Page:Hugo - L'Art d'être grand-père, 1877.djvu/263

Cette page n’a pas encore été corrigée


Un jour, un frais matin quelconque, éblouissant,
Épousera cette aube encor pleine d’étoiles ;
Et quelque âme, à cette heure errante sous les voiles
Où l’on sent l’avenir en Dieu se reposer,
Profitera pour naître ici-bas d’un baiser
Que se donneront l’une à l’autre ces aurores.

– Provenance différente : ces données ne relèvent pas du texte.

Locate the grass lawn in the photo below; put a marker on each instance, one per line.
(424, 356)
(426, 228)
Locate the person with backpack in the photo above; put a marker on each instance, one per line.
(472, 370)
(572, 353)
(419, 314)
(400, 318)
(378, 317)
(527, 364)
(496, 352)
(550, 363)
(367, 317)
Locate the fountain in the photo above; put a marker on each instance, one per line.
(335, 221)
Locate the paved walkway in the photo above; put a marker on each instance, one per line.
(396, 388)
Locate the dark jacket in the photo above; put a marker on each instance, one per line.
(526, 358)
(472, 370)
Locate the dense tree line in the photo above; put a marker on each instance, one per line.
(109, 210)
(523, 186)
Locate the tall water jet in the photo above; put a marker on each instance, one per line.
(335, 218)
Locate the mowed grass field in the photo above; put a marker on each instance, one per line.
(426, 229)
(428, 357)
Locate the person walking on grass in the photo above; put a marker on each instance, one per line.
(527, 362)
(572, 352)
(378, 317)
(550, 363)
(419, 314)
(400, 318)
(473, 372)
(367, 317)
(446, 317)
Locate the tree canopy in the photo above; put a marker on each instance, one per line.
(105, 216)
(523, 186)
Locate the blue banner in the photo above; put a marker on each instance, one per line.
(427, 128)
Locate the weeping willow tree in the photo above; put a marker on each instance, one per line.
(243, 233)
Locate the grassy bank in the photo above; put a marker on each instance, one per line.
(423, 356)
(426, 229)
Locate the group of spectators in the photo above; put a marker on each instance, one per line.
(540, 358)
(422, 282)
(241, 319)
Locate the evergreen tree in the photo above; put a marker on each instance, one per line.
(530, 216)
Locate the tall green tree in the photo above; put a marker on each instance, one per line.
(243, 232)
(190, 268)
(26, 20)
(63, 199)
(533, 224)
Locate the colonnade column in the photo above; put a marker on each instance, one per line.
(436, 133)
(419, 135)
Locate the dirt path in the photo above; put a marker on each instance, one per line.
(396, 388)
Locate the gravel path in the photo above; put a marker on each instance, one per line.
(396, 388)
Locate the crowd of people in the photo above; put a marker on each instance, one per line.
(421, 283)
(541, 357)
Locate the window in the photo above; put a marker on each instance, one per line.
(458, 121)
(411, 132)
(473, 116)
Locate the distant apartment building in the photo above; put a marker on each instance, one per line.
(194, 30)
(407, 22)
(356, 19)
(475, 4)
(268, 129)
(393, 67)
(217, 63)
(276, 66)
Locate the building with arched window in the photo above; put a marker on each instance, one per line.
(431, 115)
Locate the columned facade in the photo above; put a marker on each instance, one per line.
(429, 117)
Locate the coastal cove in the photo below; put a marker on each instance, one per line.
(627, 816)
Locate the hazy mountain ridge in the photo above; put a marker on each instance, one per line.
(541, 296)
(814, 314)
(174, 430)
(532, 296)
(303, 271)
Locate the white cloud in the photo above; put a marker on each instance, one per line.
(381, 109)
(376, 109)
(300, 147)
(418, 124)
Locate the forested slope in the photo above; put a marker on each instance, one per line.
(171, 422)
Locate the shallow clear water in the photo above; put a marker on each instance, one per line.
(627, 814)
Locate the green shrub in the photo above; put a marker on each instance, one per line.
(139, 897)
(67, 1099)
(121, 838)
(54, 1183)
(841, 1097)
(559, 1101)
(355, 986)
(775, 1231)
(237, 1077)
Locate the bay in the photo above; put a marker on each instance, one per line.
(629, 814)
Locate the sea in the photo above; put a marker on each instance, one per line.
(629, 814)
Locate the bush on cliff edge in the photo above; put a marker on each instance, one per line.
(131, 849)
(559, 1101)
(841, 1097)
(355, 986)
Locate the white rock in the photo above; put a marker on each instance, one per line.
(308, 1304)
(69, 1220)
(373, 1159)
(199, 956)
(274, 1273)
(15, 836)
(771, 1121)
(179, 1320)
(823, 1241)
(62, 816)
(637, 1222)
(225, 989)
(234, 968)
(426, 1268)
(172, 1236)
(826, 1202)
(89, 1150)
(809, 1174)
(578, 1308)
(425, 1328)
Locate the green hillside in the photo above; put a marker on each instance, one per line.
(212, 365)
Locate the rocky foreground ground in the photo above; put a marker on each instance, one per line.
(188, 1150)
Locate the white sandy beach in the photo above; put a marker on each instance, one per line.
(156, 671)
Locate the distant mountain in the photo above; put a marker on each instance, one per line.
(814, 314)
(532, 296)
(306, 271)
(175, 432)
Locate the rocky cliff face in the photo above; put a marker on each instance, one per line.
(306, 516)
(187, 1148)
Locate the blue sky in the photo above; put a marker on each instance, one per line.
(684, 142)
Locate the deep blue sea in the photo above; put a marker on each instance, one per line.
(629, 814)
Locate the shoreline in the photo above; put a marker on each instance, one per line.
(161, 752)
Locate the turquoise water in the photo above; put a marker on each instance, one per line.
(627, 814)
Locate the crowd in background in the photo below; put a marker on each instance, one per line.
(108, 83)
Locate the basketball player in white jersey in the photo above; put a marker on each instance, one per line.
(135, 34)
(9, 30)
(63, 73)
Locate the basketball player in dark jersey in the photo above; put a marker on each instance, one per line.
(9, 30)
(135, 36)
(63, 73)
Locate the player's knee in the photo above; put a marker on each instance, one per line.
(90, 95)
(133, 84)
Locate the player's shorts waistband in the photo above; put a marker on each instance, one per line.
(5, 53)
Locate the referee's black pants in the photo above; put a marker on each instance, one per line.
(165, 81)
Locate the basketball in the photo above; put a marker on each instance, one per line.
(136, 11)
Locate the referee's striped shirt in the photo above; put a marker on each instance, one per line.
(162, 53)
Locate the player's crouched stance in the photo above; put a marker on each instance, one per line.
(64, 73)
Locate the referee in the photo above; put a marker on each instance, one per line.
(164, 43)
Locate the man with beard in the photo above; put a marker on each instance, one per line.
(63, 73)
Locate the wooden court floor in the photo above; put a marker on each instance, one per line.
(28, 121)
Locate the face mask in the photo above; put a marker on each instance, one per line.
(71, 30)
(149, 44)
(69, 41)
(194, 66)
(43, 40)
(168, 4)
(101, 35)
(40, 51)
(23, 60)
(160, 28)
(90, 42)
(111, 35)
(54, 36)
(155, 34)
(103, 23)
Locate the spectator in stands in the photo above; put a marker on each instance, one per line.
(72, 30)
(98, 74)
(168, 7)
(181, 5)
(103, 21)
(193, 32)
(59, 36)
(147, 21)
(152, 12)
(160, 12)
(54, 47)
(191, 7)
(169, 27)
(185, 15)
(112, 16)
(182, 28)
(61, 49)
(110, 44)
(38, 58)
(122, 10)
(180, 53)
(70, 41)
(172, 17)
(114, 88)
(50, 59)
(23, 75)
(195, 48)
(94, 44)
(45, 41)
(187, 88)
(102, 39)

Ô tendre oiseau des bois qui dans ton nid pérores,
Voix éparse au milieu des arbres palpitants
Qui chantes la chanson sonore du printemps
Ô mésange, ô fauvette, ô tourterelle blanche,
Sorte de rêve ailé fuyant de branche en branche,
Doux murmure envolé dans les champs embaumés,
Je t’écoute et je suis plein de songes. Aimez,
Vous qui vivrez ! Hymen ! chaste hymen ! O nature !
Jeanne aura devant elle alors son aventure,
L’être en qui notre sort s’accroît et s’interrompt ;
Elle sera la mère au jeune et grave front ;
La gardienne d’une aube à qui la vie est due,
Épouse responsable et nourrice éperdue,
La tendre âme sévère, et ce sera son tour
De se pencher, avec un inquiet amour,
Sur le frêle berceau, céleste et diaphane ;
Ma Jeanne, ô rêve ! azur ! contemplera sa Jeanne ;
Elle l’empêchera de pleurer, de crier,
Et lui joindra les mains, et la fera prier,
Et sentira sa vie à ce souffle mêlée.